A diferencia de algunos hombres que transitan el fútbol con cierta elegancia, Paul Gascoigne jugó siempre como si estuvieran a punto de llamarlo a tomar la merienda. Con la alegría inocente de los picados, hacía travesuras infantiles, lúdicas y geniales. De tan inglés, no parecía inglés. Parecía, a lo sumo, un niño inglés. Y sonreía con cada pase y cada gol.
Los hinchas lo amaron enseguida por identificación, pero terminaron de idolatrarlo en un ámbito particular que prometía quedarle incómodo: el Mundial, ese torneo superprofesional de selecciones que supo recibirlo en Italia ’90.

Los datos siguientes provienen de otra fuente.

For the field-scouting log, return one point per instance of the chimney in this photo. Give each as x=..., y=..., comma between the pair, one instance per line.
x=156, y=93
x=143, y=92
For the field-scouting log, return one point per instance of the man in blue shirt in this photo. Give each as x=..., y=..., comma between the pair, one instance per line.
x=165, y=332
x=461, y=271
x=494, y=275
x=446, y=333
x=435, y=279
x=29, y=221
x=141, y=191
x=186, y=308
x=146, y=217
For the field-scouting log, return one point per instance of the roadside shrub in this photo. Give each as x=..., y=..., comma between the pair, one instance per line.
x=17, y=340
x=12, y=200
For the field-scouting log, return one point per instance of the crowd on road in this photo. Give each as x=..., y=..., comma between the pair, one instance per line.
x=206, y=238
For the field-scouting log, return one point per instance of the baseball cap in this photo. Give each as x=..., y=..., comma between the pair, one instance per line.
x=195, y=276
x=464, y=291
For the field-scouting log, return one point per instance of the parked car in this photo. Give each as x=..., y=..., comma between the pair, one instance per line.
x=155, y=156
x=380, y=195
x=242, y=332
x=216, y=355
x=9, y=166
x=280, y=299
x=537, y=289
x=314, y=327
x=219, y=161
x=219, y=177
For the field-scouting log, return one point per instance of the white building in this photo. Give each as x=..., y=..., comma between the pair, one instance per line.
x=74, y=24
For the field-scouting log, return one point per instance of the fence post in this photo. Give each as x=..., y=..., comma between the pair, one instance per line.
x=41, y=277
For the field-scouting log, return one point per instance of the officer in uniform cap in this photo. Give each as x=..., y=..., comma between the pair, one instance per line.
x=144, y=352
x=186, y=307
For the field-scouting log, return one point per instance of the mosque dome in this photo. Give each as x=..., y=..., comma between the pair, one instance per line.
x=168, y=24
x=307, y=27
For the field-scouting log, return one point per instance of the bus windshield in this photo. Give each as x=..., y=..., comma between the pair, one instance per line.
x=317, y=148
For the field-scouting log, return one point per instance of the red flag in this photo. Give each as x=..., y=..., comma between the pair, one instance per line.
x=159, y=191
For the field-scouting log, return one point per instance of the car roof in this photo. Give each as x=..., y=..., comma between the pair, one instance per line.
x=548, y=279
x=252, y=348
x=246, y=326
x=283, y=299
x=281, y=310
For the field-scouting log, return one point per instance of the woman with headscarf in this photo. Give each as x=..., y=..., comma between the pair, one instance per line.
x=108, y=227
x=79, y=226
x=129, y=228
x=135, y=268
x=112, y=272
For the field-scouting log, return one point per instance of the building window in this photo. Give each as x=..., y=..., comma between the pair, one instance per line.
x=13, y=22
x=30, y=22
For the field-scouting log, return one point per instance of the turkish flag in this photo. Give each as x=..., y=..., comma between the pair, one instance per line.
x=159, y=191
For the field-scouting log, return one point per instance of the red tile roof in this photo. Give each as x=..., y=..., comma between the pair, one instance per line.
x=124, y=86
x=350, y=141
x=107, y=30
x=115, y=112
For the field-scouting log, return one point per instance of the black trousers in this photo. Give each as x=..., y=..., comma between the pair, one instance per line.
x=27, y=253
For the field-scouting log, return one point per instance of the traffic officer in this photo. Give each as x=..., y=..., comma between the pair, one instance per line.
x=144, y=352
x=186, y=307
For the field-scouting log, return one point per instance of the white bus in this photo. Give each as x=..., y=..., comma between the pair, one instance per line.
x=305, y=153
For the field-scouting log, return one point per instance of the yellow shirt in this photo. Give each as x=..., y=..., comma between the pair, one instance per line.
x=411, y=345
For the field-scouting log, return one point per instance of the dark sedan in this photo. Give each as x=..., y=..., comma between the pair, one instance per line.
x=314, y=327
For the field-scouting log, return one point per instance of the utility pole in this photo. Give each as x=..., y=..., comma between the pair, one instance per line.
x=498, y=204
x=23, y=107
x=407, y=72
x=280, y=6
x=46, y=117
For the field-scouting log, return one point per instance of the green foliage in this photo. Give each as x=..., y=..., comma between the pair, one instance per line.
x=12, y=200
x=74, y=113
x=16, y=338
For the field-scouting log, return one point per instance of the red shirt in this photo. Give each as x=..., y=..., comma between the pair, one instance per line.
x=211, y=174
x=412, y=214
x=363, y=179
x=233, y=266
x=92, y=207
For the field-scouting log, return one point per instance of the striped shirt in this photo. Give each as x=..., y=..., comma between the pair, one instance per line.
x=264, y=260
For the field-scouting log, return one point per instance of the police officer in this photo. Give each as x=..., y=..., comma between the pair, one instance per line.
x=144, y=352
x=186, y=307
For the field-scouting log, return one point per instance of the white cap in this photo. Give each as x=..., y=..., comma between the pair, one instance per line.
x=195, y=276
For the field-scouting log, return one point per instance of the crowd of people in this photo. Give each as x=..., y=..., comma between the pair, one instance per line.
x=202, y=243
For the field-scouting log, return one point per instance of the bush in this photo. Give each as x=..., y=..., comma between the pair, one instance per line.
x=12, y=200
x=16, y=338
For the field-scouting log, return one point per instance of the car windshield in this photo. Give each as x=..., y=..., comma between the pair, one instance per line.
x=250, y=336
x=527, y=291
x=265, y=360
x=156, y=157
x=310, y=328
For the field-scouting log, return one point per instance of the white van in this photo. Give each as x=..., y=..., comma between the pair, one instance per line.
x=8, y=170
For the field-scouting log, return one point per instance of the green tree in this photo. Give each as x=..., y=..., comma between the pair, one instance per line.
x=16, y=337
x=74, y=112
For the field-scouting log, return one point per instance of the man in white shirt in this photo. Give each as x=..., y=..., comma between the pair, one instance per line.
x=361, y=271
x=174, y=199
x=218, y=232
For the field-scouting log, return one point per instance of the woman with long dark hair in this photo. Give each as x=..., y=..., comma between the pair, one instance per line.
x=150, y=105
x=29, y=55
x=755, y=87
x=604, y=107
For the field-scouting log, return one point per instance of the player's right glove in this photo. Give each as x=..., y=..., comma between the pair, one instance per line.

Después de casi 25 años, Inglaterra ganó y avanzó hasta las semifinales. Parados en el futuro sabemos que no habrá una actuación igual de los británicos desde el título del ’66 hasta el día de hoy. Gazza no era el capitán de ese equipo, jamás podría haberlo sido, pero era su símbolo, el conductor desfachatado que llenaba de fútbol los partidos.
La semi era contra Alemania, y la perspectiva extemporánea era una final del mundo. Gascoigne venía riéndose como casi siempre cuando le llegó una amarilla por una patada a destiempo. Parecía sólo eso, una amonestación simple y llana, pero algo se quebró en ese momento el alma del volante. Desfigurado, agitado, paralizado, empezó a llorar sin consuelo. Esa tarjeta lo dejaba afuera de la final.
La cámara lo capturó de espaldas, sollozando, y develó el gesto del jugador que aparecía de frente, Gary Lineker. El delantero vio cómo Gazza se rompía y -en una imagen que se volvería icónica- se tocó el ojo derecho y torció el labio de cara a su DT Bobby Robson, mientras le hacía un gestito con la mano indicando que el bueno de Paul no daba para más. Pueden ver el detalle en este video.
Gascoigne fue atendido prácticamente como un lesionado, y tratado de manera acorde. Se abrazó a su DT y cuando el partido terminó en empate, todos pensaron que estaba bien que no pateara en la tanda de penales. Robson rozaba la idiotez, como demuestran las frases que alguna vez compilamos, pero entendió el dilema del hombre simple y lo mimó como a un hijo, con palabras sencillas.
Al día de hoy, esa imagen del crack llorando nos hace emocionar. Y lo hace porque es genuina. En un fútbol moderno lleno de fingimiento, uno puede leer la impotencia, el dolor, la autocrítica, la mugre, la depresión, el fastidio, la desesperación, el desánimo. Las lágrimas desaforadas no son las de un megalómano que se vio fuera del partido de su vida. Ni las de un hombre que daba la espalda a la historia de una final mundialista.
Más bien al contrario, parecen las lágrimas de un nene al que ya no lo dejan jugar a la pelota.